You can have a separate debate as to why the banks have not been lending: excessive capital requirements, over-bearing regulation, a lack of demand for loans, or simply a burst of caution among bank employees. The point is simply that in this climate central banks here and in the US (and in a rather different way in Europe) had to flood the markets with money and hope that one way or another this money would boost demand. It did, but mainly by boosting asset prices.

So house prices here and in the US have recovered. Shares in the US are at an all-time high, and are pretty close here. Housing and share prices in the strongest of the eurozone economies, notably Germany, have been strong too. Current inflation, by contrast (and rather counter to the expectations five years ago) has been quite weak, and may be getting weaker now.

The recovery in asset prices may be broadly welcome. At household level it extracts people from negative equity on their homes and at a commercial level it boosts confidence. It is fascinating to see how companies here in the UK are at last starting to demonstrate that confidence by increasing investment. But it hands profits to those that have assets, not to those who don't. So it is a policy that increases inequality.

It gets worse. It is a policy that punishes unsophisticated savers and rewards sophisticated ones. People who have kept their money in a bank have had the real value of their savings cut by more than 10 per cent over the past five years. People who have bought shares will have increased the real value of their savings by up to, gosh, 50 per cent – though they may have lost quite a lot in the couple of years before.

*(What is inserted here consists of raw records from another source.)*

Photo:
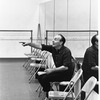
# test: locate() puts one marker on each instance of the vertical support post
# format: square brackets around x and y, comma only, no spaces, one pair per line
[31,39]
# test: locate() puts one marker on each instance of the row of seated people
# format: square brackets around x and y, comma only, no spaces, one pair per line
[62,67]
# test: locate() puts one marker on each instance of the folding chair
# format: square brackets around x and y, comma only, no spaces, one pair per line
[87,88]
[63,94]
[75,65]
[38,66]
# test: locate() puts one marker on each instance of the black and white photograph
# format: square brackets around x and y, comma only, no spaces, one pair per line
[49,49]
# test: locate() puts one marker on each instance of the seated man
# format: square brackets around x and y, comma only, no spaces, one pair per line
[90,62]
[62,59]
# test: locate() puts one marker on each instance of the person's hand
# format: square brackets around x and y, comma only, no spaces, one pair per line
[48,71]
[95,68]
[24,43]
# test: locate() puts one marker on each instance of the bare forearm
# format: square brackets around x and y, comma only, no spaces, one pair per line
[35,45]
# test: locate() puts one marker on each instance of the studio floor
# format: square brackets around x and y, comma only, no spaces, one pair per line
[14,81]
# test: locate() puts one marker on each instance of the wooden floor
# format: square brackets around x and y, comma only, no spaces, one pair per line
[14,81]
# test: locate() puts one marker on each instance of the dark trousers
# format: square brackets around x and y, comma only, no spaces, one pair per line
[59,76]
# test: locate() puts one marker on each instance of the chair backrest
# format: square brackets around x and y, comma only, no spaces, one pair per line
[77,75]
[74,79]
[88,87]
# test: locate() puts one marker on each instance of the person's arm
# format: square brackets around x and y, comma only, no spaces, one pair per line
[56,69]
[92,60]
[35,45]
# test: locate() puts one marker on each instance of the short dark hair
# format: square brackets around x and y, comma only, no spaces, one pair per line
[62,39]
[94,39]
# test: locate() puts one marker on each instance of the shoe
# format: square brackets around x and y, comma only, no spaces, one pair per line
[46,98]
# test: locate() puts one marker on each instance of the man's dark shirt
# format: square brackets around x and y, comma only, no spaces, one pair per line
[61,57]
[90,60]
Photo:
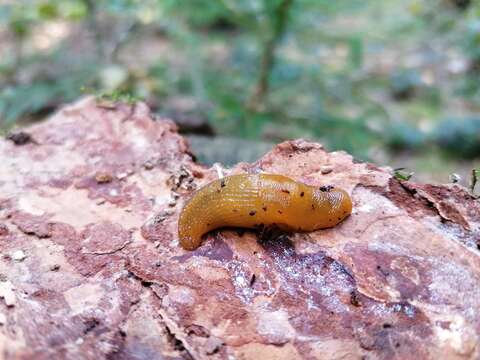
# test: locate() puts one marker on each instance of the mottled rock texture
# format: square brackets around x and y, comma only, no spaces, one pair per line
[91,267]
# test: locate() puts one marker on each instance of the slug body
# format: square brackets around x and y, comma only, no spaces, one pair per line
[252,201]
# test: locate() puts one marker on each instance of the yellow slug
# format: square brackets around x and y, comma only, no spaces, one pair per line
[257,200]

The social consequences take some time to become apparent. Gradually people adjust their habits. Instead of keeping money in a bank people find other investments, which may or may not be safe. The awkward word to describe this process where we use banks less and less and find other ways of linking borrowers and savers is "disintermediation". We no longer use the intermediary of a bank to hold their spare cash but instead use financial market instruments, peer-to-peer lending, even for many more fortunate young people, the bank of mum and dad.

Not all of this is bad. Arguably banks had become too big relative to the financial system as a whole. But banks are convenient and so we are having to learn how to develop what will inevitably be a more cumbersome financial system. You could say that we need all this money washing around precisely because we have to get along with more cumbersome ways of linking people who have money with people who want or need to borrow it.

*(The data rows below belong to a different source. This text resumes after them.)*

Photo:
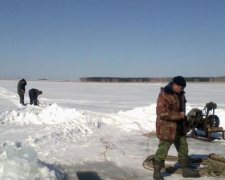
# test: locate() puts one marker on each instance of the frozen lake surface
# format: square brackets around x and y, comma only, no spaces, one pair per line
[91,129]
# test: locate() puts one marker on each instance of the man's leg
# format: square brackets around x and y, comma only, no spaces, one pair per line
[182,149]
[159,159]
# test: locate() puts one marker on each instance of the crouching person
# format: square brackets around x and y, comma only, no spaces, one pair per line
[33,94]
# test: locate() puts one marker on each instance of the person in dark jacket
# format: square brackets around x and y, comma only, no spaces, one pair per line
[171,128]
[33,94]
[21,90]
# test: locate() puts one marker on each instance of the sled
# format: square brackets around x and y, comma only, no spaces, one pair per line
[212,165]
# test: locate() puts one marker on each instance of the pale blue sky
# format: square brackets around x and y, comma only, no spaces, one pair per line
[69,39]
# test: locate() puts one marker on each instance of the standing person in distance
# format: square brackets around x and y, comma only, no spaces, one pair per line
[170,127]
[21,90]
[33,94]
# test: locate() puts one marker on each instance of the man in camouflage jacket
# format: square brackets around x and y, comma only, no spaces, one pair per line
[21,90]
[170,127]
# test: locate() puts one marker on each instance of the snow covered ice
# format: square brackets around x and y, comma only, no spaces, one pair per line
[90,129]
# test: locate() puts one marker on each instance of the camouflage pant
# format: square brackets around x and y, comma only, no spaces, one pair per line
[180,144]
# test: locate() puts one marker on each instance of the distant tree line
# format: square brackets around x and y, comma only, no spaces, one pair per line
[150,79]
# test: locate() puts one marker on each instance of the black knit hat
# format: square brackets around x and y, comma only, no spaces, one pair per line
[179,80]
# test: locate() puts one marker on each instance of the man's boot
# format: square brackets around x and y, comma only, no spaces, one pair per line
[157,165]
[187,171]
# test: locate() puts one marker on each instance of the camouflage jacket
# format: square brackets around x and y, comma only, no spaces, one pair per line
[169,106]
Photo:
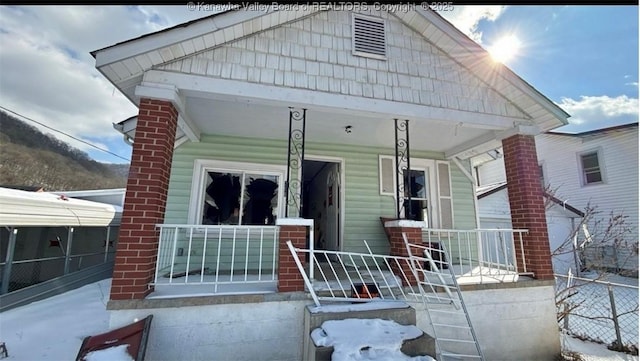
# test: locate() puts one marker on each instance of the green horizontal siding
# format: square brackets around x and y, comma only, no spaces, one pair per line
[363,204]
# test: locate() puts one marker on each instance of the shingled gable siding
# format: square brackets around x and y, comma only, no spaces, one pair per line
[363,202]
[145,200]
[527,204]
[316,53]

The huge question then is how quickly should the central banks try to get back to normal monetary conditions: not just the end of QE but gradual and progressive over-funding of government borrowing needs so that the stock held by the central banks is run down. The short answer is: slowly. Everyone agrees on that. What people cannot agree on is whether it is safer to start getting back to normal soon, say this year, or whether it would be safer to delay until growth is more embedded.

The danger of the first is obvious: you clobber the economy before it is ready to stand it. The danger of the second is less obvious but just as troubling: that once you do start to move you have to bang rates up even faster and choke it off mid-cycle. Indeed, if you delay increasing short-term rates you may find the bond markets take matters into their own hands and push up long-term rates for you.

There is no easy answer to any of this. My own instinct is that it would probably be safer to make a start on getting back to normal later this year, partly to make it clear to everyone that the costs are beginning to outweigh the benefits, but also to get people prepared for a slow and gradual tramp to normality. That is my "forward guidance" anyway.